Французский драматург и писатель Эрик-Эммануэль Шмитт стремится, вопреки европейской моде, чтобы его пьесы заканчивались счастливо. Он говорит, что любит искать свет во тьме.
Десятый фестиваль «Французская весна в Украине» предоставляет нашим соотечественникам возможность встретиться со знаковыми фигурами французской и европейской культуры. Едва отбыл из Киева лауреат Гонкуровской премии писатель Андрей Макин, как ему на смену приехал выдающийся писатель и драматург, пьесы которого идут более чем в 30 странах мира, Эрик-Эммануэль Шмитт.
Отличный образчик его драматургии, спектакль «Маленькие супружеские преступления» в постановке французской театральной компании Roseau Theаtre, можно было увидеть во время фестиваля в киевском Молодом театре. В спектакле, длившемся полтора часа без антракта, двое актеров, муж и жена, разыгрывали блистательно написанную историю, в которой постепенно и неожиданно для себя выясняли, что, любя друг друга многие годы, одновременно взращивали в себе чудовищ. Причем чудовищ смертельно (в буквальном смысле этого слова) опасных друг для друга.
Впрочем, закончилась пьеса благополучным финалом, зрители ушли из театра довольными, а «Эксперт» на следующий день встретился с Шмиттом — самым популярным иностранным драматургом в сегодняшнем репертуаре украинских театров.
— Когда вы собираетесь что-то рассказать миру, как вы выбираете, написать роман или пьесу?
— Начнем с того, что, как мне кажется, не я выбираю темы, идеи и способы их воплощения, а они сами ко мне приходят. Когда идея, которая пришла ко мне в голову, связана со встречей персонажей, кризисным моментом в их жизни, каким-то шоком — это пьеса. Если же будущие герои моего произведения должны развиваться и изменяться во времени — это роман. Только в романе я могу, например, показать, как у моего персонажа зарубцовываются нанесенные какими-то событиями или людьми раны, как дальше продолжается его жизнь. Наверное, именно поэтому мои романы более оптимистичны, чем пьесы.
— Кстати, об оптимизме. Ваша пьеса «Маленькие супружеские преступления» оставляет двойственное впечатление. Человеческая натура показана в ней весьма пессимистично. И кажется, что благополучный финал придуман вами только для того, чтобы зритель ушел из театра довольным.
— Нет, это не так. Я люблю искать свет во тьме. Правда, в результате получается, что в этой тьме я провожу больше времени, чем на свету. Потому что свет — он ведь в конце тоннеля. Пьеса, о которой вы говорите, показывает все сложности, которые претерпевает любовь, продолжающаяся долгие годы.
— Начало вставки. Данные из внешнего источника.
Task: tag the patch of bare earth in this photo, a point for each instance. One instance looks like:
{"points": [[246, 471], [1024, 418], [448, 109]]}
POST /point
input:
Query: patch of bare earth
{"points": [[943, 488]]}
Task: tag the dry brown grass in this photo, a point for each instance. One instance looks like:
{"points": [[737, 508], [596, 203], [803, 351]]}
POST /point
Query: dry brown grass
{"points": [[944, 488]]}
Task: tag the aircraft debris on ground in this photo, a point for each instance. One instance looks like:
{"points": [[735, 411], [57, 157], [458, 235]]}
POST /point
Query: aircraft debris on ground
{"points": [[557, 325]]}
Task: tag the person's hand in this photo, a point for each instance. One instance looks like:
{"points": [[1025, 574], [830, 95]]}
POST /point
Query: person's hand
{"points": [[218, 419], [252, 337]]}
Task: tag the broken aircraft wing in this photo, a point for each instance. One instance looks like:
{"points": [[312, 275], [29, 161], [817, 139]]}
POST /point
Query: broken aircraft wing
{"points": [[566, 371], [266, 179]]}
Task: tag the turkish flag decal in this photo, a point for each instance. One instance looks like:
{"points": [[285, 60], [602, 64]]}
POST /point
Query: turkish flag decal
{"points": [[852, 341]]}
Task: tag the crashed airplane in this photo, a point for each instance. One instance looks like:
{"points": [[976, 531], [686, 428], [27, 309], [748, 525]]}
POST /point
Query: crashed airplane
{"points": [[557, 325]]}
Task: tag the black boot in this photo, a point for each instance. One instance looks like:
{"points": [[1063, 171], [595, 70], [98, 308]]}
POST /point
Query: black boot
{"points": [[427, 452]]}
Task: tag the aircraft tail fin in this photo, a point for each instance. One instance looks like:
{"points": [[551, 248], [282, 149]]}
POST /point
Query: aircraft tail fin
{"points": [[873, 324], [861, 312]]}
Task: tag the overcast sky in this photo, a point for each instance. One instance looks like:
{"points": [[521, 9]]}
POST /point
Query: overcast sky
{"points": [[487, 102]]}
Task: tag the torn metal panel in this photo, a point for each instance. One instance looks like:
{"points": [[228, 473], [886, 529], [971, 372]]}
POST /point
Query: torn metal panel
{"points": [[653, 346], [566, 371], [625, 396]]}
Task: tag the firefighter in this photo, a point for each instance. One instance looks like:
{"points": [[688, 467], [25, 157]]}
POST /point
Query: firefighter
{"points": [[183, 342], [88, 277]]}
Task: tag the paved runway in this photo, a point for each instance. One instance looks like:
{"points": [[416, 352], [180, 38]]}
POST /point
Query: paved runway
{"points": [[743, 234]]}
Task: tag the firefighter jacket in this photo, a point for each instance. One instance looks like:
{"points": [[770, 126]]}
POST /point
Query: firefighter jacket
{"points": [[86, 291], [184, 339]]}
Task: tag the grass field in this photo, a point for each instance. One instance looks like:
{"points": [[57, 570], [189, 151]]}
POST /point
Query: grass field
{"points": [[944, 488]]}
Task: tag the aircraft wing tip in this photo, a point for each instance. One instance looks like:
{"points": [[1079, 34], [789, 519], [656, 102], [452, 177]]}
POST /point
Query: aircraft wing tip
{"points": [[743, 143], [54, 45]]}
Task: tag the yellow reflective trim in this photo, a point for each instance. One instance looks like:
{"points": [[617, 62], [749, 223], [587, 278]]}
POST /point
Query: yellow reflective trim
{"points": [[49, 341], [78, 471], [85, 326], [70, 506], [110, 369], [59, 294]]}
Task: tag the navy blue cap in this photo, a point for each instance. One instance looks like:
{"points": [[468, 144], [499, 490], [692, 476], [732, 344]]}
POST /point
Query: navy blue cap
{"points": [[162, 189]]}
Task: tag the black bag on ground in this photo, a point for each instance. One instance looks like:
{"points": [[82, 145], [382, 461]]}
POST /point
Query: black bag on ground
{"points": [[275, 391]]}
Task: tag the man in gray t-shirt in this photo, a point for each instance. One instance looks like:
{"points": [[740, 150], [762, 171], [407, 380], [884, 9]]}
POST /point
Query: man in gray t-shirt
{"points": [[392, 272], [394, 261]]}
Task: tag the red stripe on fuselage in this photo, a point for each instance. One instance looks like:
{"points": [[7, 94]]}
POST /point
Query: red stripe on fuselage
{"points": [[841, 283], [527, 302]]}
И мой главный тезис заключается в том, что такая любовь существует не сама по себе, а только благодаря тому, что мы ее заставляем существовать. Поэтому у моих героев в этой пьесе появляется, как я уже говорил, свет в конце тоннеля.
Кстати, это идет вразрез с современной французской театральной тенденцией. Во Франции модно, чтобы пьесы заканчивались плохо. Но я не забочусь о соблюдении моды. Мне важно сказать то, что я хотел.
— Но при этом нет никакой гарантии, что если бы пьеса продолжилась, героиня снова не попыталась бы убить своего мужа уже через неделю…
— И даже на следующий день! Я всегда стараюсь, чтобы содержание моих произведений не было однозначным — ведь в жизни то, что сегодня кончается хорошо, на следующий день может снова стать адом.
Правила диктует кино
— Пьеса, о которой мы говорим, очень технологична и экономична. Она длится полтора часа, в ней участвуют два актера, нет смены декораций. Ее просто поставить. Вы эти критерии специально учитываете, когда начинаете писать?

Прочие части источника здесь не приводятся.